Il pilastro tecnico di questa nuova direttiva risiede nella distinzione tra la paternità del codice e la responsabilità della sua sottomissione. Per decenni, il sistema del Certificato di Origine dello Sviluppatore (DCO) è stato il garante della catena di custodia del software, basandosi sul tag “Signed-off-by” per certificare che il collaboratore avesse il diritto legale di inviare quel codice. Con l’avvento dei Large Language Models (LLM), questa certezza è stata messa in discussione dalla natura stessa dell’addestramento dei modelli, spesso eseguito su dataset eterogenei protetti da diverse licenze. Per risolvere l’impasse, il progetto Linux ha introdotto il nuovo tag “Assisted-by”, specifico per segnalare il contributo dell’IA. Questo tag non sostituisce la firma umana, ma la integra, rendendo esplicito il ruolo della macchina senza però sollevarla da una responsabilità che rimane, per principio, esclusivamente in capo all’essere umano.
Questa impostazione riflette la filosofia espressa da Linus Torvalds, il quale ha descritto l’IA come un ulteriore strumento di sviluppo, paragonabile ai compilatori o agli analizzatori statici. Secondo Torvalds, l’attenzione non deve cadere sulla genesi del codice, ma sulla sua qualità e sulla responsabilità di chi lo propone. Chi sottomette una patch, infatti, si assume la piena responsabilità legale e tecnica per ogni riga prodotta, indipendentemente dal fatto che sia stata scritta manualmente o generata da un assistente virtuale. Questo approccio serve a contrastare il fenomeno del cosiddetto “AI slop”, ovvero l’ondata di codice di bassa qualità o ridondante che rischia di sovraccaricare i manutentori, stabilendo che la responsabilità ultima delle prestazioni e della sicurezza ricade sul programmatore che appone la propria firma finale.
La necessità di una regolamentazione chiara è emersa a seguito di accesi dibattiti interni alla comunità, nati da casi di uso non dichiarato di strumenti IA che hanno portato a degradazioni delle prestazioni, pur in presenza di codice funzionalmente corretto. Tali episodi hanno alimentato un clima di sfiducia, simile a quello riscontrato in altri ambiti dello sviluppo software e del modding, dove l’uso occulto dell’intelligenza artificiale ha causato scissioni nei progetti. Al contrario, altre realtà del mondo open source, come NetBSD, hanno scelto posizioni più conservatrici, vietando l’IA per il timore che l’output potesse risultare “contaminato” da violazioni di copyright derivanti dai dati di addestramento. Il kernel Linux, tuttavia, scommette sulla trasparenza come antidoto a queste preoccupazioni, ritenendo che la dichiarazione esplicita dell’uso dell’IA sia la chiave per mantenere un ecosistema sano e collaborativo.

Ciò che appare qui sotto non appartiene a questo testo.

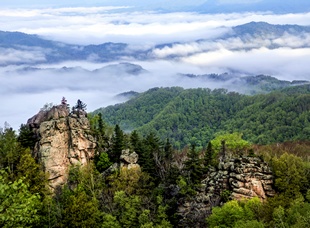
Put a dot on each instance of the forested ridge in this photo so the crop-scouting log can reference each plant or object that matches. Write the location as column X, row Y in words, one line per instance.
column 105, row 194
column 193, row 116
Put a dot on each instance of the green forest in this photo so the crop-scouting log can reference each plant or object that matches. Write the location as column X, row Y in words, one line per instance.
column 195, row 116
column 180, row 136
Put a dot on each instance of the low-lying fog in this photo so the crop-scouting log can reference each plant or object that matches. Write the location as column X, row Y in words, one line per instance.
column 24, row 92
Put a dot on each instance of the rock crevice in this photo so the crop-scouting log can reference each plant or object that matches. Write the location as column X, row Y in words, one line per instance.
column 63, row 139
column 240, row 178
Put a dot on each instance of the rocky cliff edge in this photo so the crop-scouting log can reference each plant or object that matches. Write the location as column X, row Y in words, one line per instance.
column 63, row 139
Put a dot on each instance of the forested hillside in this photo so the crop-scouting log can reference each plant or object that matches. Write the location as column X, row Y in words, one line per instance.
column 194, row 116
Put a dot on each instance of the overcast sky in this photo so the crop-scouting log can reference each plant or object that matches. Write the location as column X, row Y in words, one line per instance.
column 22, row 95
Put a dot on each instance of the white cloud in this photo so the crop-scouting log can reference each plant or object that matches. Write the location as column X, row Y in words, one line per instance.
column 22, row 95
column 96, row 25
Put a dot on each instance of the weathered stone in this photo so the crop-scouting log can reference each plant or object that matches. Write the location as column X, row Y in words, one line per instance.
column 246, row 177
column 130, row 158
column 63, row 141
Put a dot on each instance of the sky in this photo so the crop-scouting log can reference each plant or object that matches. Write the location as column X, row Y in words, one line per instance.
column 23, row 94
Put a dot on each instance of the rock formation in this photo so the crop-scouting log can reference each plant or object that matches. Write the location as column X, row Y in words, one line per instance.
column 63, row 140
column 129, row 160
column 244, row 177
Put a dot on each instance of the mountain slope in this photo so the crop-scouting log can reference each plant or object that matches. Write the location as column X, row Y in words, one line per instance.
column 195, row 115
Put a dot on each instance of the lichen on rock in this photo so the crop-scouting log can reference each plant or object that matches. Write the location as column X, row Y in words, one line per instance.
column 63, row 139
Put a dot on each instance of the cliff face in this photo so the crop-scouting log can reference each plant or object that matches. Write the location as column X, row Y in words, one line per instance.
column 245, row 177
column 63, row 140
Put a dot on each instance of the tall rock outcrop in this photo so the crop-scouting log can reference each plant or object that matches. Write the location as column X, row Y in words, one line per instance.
column 238, row 178
column 63, row 139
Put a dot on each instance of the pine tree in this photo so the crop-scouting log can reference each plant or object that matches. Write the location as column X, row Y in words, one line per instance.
column 118, row 144
column 208, row 155
column 194, row 165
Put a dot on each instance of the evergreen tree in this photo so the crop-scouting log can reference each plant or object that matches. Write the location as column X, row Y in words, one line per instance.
column 208, row 155
column 151, row 145
column 194, row 166
column 118, row 144
column 26, row 137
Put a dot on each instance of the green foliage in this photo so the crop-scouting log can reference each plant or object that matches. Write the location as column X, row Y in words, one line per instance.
column 26, row 137
column 110, row 221
column 233, row 143
column 81, row 210
column 18, row 206
column 32, row 173
column 290, row 175
column 194, row 166
column 118, row 144
column 193, row 116
column 103, row 162
column 10, row 150
column 234, row 213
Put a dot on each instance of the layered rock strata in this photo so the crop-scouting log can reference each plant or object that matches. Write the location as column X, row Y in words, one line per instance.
column 239, row 178
column 63, row 139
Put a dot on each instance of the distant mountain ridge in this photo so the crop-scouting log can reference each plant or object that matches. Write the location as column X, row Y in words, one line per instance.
column 194, row 116
column 275, row 6
column 47, row 51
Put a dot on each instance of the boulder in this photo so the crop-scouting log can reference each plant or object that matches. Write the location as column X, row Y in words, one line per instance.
column 62, row 141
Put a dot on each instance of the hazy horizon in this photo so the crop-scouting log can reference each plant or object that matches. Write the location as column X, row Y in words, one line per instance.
column 22, row 95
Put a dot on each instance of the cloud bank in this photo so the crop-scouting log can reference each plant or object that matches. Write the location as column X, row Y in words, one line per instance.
column 198, row 48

In conclusione, la politica adottata dal kernel Linux stabilisce un precedente fondamentale per l’intero settore del software libero. Attraverso l’istituzionalizzazione del tag “Assisted-by” e il rafforzamento della responsabilità individuale, il progetto mira a normalizzare l’uso dell’intelligenza artificiale, trasformandola da elemento di disturbo a risorsa controllata. Questo modello di governance riconosce l’inevitabilità del progresso tecnologico, ma ribadisce che, in un sistema complesso e critico come il cuore di un sistema operativo, l’elemento umano rimane l’unico garante dell’affidabilità e della conformità legale, assicurando che la velocità garantita dall’automazione non vada mai a scapito della qualità del codice.